Chapter 21 Summary

What Is Intelligence?

  1. It was traditionally assumed that intelligence was one general entity. From that assumption sprung the idea that intelligence in a measurable quantity, which decreases over adulthood. However, current evidence questions these assumptions.
  2. Longitudinal research has found that the IQ of each adult tends to increase, particularly in vocabulary and general knowledge, until age 60 or so. Cross-sectional research has found that the reason younger adults traditionally score higher than older adults on IQ tests is not because of their age but because of historical improvements in health and education.
  3. K. Warner Schaie found that some primary abilities (such as spatial understanding) decline with age while others (such as vocabulary) increase. Education, vocation, and family, as well as age, seem to affect these abilities.

Components of Intelligence: Many and Varied

  1. Cattell and Horn concluded that although crystallized intelligence—which is based on accumulated knowledge—increases over time, a person’s fluid, flexible reasoning skills decline with age.
  2. Sternberg proposed three fundamental forms of intelligence: analytic, creative, and practical. Most research finds that, although analytic and creative abilities decline with age, practical intelligence may improve.
  3. Overall, cultural values and the changing demands that come with age develop some cognitive abilities more than others. Each person and each culture responds to these demands, but their influence on cognition may not be reflected in psychometric tests.

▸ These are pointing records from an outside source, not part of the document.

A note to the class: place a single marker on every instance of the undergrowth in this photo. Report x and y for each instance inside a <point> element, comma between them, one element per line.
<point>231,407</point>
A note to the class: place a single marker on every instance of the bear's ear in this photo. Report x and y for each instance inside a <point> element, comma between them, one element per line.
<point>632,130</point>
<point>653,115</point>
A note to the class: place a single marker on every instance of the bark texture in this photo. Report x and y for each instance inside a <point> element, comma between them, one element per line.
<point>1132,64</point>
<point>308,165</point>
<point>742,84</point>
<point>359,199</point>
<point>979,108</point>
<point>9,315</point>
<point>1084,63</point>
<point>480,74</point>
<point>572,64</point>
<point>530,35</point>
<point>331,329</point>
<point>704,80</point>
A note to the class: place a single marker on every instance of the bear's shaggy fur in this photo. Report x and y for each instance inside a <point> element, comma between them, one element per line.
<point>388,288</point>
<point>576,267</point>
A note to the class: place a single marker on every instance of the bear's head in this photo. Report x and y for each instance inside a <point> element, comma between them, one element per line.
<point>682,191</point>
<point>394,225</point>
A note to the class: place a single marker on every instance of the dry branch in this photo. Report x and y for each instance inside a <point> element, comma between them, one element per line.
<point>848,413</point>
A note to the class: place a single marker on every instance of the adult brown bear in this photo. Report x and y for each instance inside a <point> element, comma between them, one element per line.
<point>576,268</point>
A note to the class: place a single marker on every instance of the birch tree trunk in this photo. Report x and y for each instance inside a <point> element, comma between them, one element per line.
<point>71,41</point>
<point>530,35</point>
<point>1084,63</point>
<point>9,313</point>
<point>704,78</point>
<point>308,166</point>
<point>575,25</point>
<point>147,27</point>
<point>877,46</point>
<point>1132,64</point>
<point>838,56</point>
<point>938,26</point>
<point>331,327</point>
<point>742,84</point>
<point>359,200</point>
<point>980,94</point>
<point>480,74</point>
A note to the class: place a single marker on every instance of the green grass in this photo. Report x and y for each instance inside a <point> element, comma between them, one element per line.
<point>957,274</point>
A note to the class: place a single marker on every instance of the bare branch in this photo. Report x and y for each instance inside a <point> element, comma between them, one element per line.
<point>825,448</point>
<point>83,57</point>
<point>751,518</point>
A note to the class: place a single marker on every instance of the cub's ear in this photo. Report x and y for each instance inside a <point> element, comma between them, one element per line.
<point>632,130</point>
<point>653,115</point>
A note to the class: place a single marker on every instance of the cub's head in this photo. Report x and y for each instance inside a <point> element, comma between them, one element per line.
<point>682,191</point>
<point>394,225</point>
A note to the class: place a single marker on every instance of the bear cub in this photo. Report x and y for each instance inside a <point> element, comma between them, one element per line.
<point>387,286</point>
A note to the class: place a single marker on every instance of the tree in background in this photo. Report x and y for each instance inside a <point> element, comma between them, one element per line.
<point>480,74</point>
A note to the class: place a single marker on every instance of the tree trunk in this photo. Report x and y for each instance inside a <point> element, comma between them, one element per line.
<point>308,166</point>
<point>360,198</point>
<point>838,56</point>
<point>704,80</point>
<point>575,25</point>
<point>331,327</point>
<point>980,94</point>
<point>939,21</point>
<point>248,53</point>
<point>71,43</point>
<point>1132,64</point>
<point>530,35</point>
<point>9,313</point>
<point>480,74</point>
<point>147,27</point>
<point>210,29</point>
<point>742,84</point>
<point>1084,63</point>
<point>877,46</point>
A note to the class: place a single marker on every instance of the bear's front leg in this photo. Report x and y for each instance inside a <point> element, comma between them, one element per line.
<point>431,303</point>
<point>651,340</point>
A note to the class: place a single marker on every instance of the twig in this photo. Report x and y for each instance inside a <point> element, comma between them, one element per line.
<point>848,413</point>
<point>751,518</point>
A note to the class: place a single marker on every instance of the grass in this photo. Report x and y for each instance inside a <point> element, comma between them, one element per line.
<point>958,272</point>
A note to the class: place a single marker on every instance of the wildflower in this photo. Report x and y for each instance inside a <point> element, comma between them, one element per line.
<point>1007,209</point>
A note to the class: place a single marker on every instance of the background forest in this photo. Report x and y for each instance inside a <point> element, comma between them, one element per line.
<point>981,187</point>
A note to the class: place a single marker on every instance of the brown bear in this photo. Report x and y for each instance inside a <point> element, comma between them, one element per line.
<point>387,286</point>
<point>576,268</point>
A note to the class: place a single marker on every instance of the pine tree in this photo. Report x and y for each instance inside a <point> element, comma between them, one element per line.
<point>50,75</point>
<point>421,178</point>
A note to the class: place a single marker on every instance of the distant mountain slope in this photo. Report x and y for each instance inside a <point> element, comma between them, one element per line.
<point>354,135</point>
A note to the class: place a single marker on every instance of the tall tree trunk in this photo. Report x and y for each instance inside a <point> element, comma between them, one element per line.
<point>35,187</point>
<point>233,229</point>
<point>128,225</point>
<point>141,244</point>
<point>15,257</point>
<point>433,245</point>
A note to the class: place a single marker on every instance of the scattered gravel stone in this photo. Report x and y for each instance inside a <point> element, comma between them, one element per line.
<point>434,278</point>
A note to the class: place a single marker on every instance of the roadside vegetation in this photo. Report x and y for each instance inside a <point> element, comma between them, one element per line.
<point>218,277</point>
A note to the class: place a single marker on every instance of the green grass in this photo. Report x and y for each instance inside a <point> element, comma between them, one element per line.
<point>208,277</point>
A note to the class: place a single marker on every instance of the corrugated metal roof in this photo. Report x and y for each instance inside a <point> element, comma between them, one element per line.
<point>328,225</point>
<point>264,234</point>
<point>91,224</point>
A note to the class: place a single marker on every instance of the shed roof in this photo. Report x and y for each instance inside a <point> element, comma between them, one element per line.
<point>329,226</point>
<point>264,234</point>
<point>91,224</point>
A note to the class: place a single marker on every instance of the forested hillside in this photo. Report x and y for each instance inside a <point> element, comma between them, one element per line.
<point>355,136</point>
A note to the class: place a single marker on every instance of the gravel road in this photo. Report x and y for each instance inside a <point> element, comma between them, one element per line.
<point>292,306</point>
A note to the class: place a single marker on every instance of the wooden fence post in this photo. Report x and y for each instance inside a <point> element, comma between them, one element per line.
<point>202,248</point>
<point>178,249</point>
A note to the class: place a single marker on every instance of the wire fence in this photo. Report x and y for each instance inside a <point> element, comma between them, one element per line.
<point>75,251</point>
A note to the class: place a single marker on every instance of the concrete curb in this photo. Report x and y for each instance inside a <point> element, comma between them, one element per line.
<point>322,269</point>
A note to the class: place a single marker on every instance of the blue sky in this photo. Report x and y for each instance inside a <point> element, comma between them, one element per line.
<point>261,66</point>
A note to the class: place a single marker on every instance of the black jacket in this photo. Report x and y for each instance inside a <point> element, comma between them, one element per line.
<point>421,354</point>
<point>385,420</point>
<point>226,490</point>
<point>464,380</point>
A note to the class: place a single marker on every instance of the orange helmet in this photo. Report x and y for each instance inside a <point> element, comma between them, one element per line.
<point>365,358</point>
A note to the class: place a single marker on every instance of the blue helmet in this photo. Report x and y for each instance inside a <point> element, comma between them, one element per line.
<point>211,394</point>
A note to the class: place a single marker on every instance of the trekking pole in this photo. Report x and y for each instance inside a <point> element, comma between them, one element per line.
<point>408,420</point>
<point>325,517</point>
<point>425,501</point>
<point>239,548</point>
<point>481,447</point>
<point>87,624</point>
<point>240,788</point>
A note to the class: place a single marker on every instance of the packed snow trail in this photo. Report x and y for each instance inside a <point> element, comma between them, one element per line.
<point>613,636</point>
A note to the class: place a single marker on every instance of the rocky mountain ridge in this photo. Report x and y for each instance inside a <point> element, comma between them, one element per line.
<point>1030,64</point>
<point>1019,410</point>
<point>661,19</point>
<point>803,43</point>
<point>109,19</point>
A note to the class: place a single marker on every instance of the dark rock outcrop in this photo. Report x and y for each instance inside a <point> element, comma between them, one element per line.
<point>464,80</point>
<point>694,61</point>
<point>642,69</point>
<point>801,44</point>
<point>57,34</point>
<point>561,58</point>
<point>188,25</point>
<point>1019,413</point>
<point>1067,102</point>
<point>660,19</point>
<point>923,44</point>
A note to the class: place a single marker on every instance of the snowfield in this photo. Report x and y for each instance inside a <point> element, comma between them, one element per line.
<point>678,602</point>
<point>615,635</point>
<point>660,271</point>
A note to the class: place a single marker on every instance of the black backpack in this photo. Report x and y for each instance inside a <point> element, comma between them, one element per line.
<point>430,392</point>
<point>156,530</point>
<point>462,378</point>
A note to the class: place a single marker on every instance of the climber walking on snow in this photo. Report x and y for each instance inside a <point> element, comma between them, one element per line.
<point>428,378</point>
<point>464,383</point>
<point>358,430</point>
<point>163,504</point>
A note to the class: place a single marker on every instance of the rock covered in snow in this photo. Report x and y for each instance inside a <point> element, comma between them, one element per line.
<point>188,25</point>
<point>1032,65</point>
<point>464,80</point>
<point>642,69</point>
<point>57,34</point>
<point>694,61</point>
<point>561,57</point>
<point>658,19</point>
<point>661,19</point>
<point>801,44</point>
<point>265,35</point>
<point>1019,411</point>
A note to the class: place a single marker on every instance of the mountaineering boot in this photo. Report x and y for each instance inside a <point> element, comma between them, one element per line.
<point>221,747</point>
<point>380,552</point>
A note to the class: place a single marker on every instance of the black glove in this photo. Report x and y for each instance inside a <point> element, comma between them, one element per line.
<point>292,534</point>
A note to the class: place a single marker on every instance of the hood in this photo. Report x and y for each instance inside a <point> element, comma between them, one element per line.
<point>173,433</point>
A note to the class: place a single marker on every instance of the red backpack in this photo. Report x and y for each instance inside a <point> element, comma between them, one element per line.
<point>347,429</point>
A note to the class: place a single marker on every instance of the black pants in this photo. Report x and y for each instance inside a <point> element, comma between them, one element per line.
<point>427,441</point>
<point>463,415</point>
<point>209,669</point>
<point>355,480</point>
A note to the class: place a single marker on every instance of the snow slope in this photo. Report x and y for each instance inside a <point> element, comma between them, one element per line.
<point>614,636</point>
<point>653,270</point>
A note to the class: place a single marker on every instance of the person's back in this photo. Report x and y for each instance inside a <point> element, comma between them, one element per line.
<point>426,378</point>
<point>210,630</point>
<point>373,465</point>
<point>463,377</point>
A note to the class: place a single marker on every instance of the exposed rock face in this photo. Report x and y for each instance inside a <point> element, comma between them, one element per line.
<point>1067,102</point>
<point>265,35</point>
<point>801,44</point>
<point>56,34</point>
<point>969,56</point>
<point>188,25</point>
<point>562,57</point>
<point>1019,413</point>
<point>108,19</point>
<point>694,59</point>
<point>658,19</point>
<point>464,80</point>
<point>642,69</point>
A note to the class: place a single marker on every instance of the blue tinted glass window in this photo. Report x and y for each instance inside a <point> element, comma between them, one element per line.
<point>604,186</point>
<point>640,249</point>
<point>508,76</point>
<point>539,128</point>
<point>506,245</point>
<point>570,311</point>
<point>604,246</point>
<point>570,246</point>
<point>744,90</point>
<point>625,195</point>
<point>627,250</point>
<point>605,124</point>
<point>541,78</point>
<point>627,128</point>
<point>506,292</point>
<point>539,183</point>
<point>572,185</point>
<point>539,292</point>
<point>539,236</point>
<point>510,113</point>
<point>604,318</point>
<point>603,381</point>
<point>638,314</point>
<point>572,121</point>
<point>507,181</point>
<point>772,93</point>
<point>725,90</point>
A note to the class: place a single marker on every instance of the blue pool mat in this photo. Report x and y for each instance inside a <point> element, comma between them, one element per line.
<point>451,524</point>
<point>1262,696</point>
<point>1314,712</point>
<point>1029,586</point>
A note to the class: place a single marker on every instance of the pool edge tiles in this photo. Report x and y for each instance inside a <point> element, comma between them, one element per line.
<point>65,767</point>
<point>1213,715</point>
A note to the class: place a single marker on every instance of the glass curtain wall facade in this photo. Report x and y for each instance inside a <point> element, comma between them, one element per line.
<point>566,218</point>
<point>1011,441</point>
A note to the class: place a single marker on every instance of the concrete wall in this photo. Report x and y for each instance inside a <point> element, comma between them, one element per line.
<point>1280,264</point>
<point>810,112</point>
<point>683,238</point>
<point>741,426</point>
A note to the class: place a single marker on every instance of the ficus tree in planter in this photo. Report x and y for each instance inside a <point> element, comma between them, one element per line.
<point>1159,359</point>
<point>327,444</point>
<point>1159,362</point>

Selective Gains and Losses

  1. People experience many stressors over the 40+ years of adulthood, and they use various coping methods, depending on the particular stressor and on their age and background. A combination of stressors increases allostatic load and reduces health.
  2. As people grow older, they choose to focus on certain aspects of their lives, optimizing development in those areas and compensating for declines in others, as necessary. As applied to cognition, selective optimization with compensation means that people specialize in whatever intellectual skills they choose. Meanwhile, abilities that are not exercised may fade.
  3. In addition to being more experienced, experts are better thinkers than novices for four reasons. They are more intuitive; their cognitive processes are automatic, often seeming to require little conscious thought; they use more and better strategies to perform whatever task is required; they are more flexible.
  4. Expertise in adulthood is particularly apparent in the workplace, as evidenced by doctors, airplane pilots, and taxi drivers. Experienced workers often outperform younger workers because they specialize, compensating for any losses that may appear.
  5. Raising children and responding well to the emotional complexities and unanticipated challenges of family life are now recognized and valued as expert work. Experience and maturation increase the likelihood of family expertise.